Trade debate shifts to House

WASHINGTON, May 27, 2015 – The battle over President Obama’s trade policy will come down to a few dozen conservatives and Democrats in the House. The Senate on May 22 approved a bill, 62-37, to provide Obama with Trade Promotion Authority to wrap up the pending Trans Pacific Partnership.

The bill (HR 1314) had the support of 14 Democrats, which should give the legislation some momentum as the debate shifts to the House soon after lawmakers return from this week’s recess. House Ways and Means Chairman Paul Ryan, R-Wis., is predicting TPA will pass the House, too. But that will require some help from Democrats to overcome the loss of as many as 45 Republicans, who by one count are considering voting against the bill

Republicans currently have 245 seats in the House, so they could lose 28 seats and still have a majority for TPA, assuming there were no Democratic votes. But there will be Democratic support; the question is how much. One pro-trade Democrat, Kurt Schrader of Oregon, has predicted there will be 30 or more Democrats voting for TPA, which means a loss of even 50 Republicans wouldn’t be fatal.

(There are currently two vacancies in the House, so 217 is needed to make a majority, if all 433 current members are voting.)

Wisconsin Rep. Ron Kind, who heads up the 46-member New Democrat coalition, has been working to bring on Democratic support. Former Secretary of State Madeleine Albright met with his group earlier this month to make the national security case for the TPP. “There weren’t many members getting up earlier and leaving,” he said.

The conservatives who say they are undecided or leaning against TPA sometimes say their problem isn’t with trade deals in general, or the TPP in particular, but with giving Obama more authority, or the secrecy that currently surrounds the TPP text. (In order to read it, members have to go to a secure room.) 

It takes a “lot of effort for one congressman to understand what’s in that room without being versed in trade agreements,” said Kentucky Republican Thomas Massie, an MIT graduate.

Some Republicans also are unhappy that an extension of Trade Adjustment Assistance was wrapped into the Senate-passed bill. TAA and TPA could be split on the House floor, but Senate Democrats will insist that both be passed. TAA programs include technical assistance and cash payments to help workers, farmers and businesses harmed by imports.
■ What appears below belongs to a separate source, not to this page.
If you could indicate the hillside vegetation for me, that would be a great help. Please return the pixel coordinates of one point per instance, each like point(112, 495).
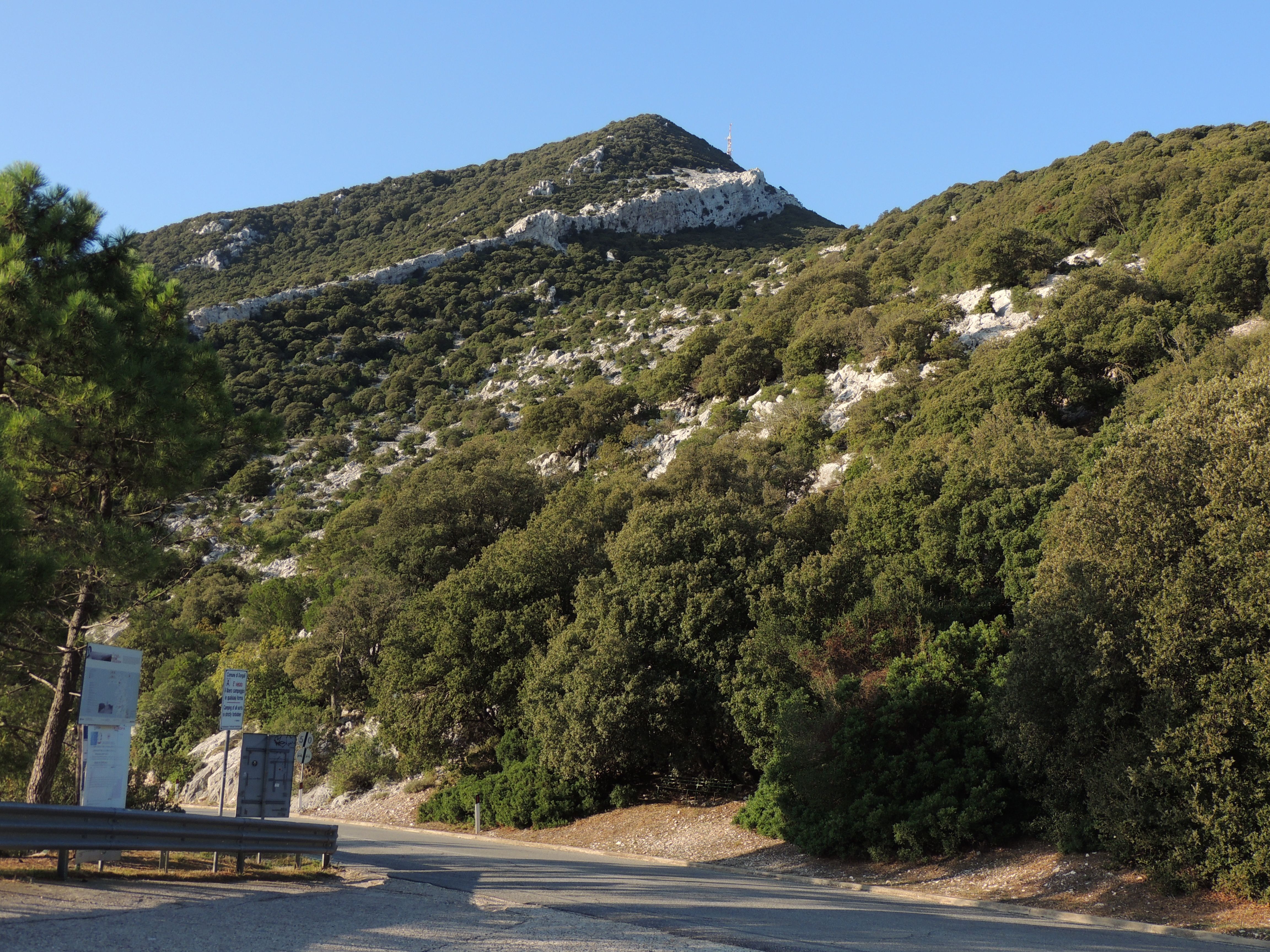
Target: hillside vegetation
point(746, 506)
point(347, 231)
Some of the House conservatives are clearly leaving the door open to voting yes for TPA. “Conceptually I would like to support TPA,” Cynthia Loomis, R-Wyo., said at a recent event where several GOP conservatives answered questions from the media.

Justin Amash, R-Mich., said, “I want to see what the final product includes. Trade Promotion Authority is about process. It’s not about the trade agreement itself.”

The top conservative in the GOP leadership, Whip Steve Scalise, R-La., has been making the case for TPA to his colleagues. The Republican leadership is “working toward passage of #TPA that establishes unprecedented accountability over this Administration,” he tweeted the day after the Senate vote.  

Meanwhile, trade unions and other TPA opponents planned to keep the pressure on Democrats during this week’s recess. Events were planned at the offices of several Democratic House members, including Jim Costa’s office in California’s Central Valley and Brad Ashford’s in Omaha, Nebraska.

The Export-Import Bank also could emerge as an issue in the House TPA debate.

Major conservative advocacy groups have so far been more concerned with whether Congress will reauthorize the Export-Impact Bank than with TPA. So alarms went off when Sen. Maria Cantwell, D-Wash., won a commitment from Senate GOP leaders to hold a vote in the Senate in June on extending the Export-Import bank.

She doesn’t have a similar pledge from House leaders, but conservative activists are concerned that the Senate vote could wind up keeping the bank alive. Ex-Im’s authorization runs out at the end of June. 

“House conservatives should use every tool at their disposal to stop the advance of TPA until Republican leaders issue … ironclad public commitments” not to force the Ex-Im reauthorization through the House, Heritage Action and Club for Growth said in a joint statement.